College students who came of age during the COVID-19 pandemic and the Supreme Court’s decision to overturn Roe v. Wade acknowledge two very important things: first, access to high-quality health care is not something to be taken for granted, and second, geography matters. Unfortunately, these are lessons I learned from early childhood, when I developed juvenile arthritis after contracting a seemingly harmless virus, parvo, which triggers an immune reaction that triggers the condition in less than 1 percent of patients. As a result, while most 20-somethings are concerned with access to reproductive services and medications, I am also concerned with the unintended consequences of policy and politics impacting our health care system and the role pharmaceutical benefit managers play in exacerbating those consequences. Prescription benefit managers determine which drugs will be covered by health insurance plans and how much patients will pay for their prescription drugs.
For example, hydroxychloroquine is a drug I’ve taken for years, but after people started using it as an off-label, misguided treatment for COVID-19, supplies ran out and the out-of-pocket cost increased from $45 at $600 for a 90 day supply. Or methotrexate, an inexpensive, decades-old chemotherapy treatment often used in combination with other drugs to control arthritis symptoms; it is also prescribed to terminate pregnancies. After Roe was overturned, access was restricted in some states with restrictive abortion policies.
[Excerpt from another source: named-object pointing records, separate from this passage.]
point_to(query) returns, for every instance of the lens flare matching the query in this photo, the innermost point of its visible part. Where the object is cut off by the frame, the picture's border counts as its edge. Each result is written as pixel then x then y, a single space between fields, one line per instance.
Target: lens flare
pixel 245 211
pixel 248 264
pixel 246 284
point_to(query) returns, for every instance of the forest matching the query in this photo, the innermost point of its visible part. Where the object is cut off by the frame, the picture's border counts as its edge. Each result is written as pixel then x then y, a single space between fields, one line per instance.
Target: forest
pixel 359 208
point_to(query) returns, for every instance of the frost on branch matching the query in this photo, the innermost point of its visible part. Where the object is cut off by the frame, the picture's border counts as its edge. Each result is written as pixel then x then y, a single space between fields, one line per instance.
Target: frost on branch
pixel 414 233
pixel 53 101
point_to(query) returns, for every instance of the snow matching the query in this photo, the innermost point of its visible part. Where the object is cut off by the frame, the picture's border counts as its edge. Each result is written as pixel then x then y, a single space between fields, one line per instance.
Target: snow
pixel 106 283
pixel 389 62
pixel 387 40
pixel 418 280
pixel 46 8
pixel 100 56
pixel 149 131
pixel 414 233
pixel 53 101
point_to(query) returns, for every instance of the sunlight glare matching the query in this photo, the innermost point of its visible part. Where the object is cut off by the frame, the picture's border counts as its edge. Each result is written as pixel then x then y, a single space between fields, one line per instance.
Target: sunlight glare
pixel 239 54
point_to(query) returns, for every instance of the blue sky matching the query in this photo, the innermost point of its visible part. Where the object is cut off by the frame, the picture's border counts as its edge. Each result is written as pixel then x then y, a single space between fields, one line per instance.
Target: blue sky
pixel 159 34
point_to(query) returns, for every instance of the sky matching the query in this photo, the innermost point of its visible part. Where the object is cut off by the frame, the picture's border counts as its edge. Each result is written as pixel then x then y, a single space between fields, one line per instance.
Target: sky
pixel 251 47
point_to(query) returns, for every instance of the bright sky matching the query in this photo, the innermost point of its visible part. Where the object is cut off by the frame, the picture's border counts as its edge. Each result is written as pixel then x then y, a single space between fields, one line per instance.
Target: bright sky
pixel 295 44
In a global health center like Boston you would think that patients with severe but treatable chronic or acute health problems would have easy access to such medications. But thanks to bureaucratic behemoths like Express Scripts, Accredo and CVS Specialty, and the cost-conscious employers and insurers outsourcing critical services to them, you’d be wrong. The profit model of the PBM industry and is an industry incentivizes the delay and denial of prescription coverage without accountability or recourse for patients.
For months this winter, a PBM failed to fill my arthritis prescription with one excuse after another. Finally, after hours on the phone, needless pain, and dangerous interruptions in my care, it was discovered that there were computer system errors with the Illinois Blue Cross Blue Shield interface with the PBM causing the delays. Yet PBM was under no obligation under Massachusetts law to tell me or Blue Cross Blue Shield of Massachusetts, even though it was through them that my insurance premiums were paid. Worse, I had no other way to secure my meds.
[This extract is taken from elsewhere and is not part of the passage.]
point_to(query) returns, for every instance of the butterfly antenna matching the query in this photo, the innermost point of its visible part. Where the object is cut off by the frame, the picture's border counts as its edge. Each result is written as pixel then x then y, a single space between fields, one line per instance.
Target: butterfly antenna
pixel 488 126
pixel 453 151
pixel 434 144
There is no pharmacy or hospital where I can go and pay out of pocket for these drugs, even if I wanted to. And there is no one to call for help. In the last couple of weeks alone, in trying to get my prescriptions, I’ve spent hours on the phone with my doctor’s office and hospitals benefits department, my main insurance company, and the PBM my insurance company requires me to use to prescription coverage. I have also talked to the specialty pharmacy that the PBM requires me to use to fill my medications and the drug copay assistance program (run by the company that makes the drug).
No one holds PBMs accountable for actually ensuring that patients get the medications they have been prescribed and need to lead a healthy life or, in my case, just get out of bed in the morning.
The greatest irony of all? I am one of the lucky ones. I have one of the best rheumatologists in the country and the ability to pay for an expensive insurance plan. I have a job where I can walk away from my desk to spend an hour on the phone with call center employees who work for insurance companies and PBMs. I have a devoted and politically connected parent, former acting governor Jane Swift, who has been managing my care with me for a decade. What about the vast majority of Massachusetts and United States residents who have none of these privileges, much less all of them?
Our leaders have done a good job protecting women’s right to choose in Massachusetts. But in a few years, Generation Z will start thinking more about health care as they will have families of their own, care for aging parents, and develop their own health needs. As Massachusetts policymakers consider the future of health care access in the Commonwealth, there are several PBM-related bills under consideration by the legislator, including H1215, An Act Relative to Pharmacy Benefit Managers, introduced by the Rep. John J. Lawn, Jr., This legislation would require PBMs to be licensed by the state, among other reforms, and would restore some power to consumers who rely on life-saving drugs. It’s time to make access to critical health services a reality for my generation. We are paying attention.
Lauren Hunt is a 2023 graduate of Northwestern University.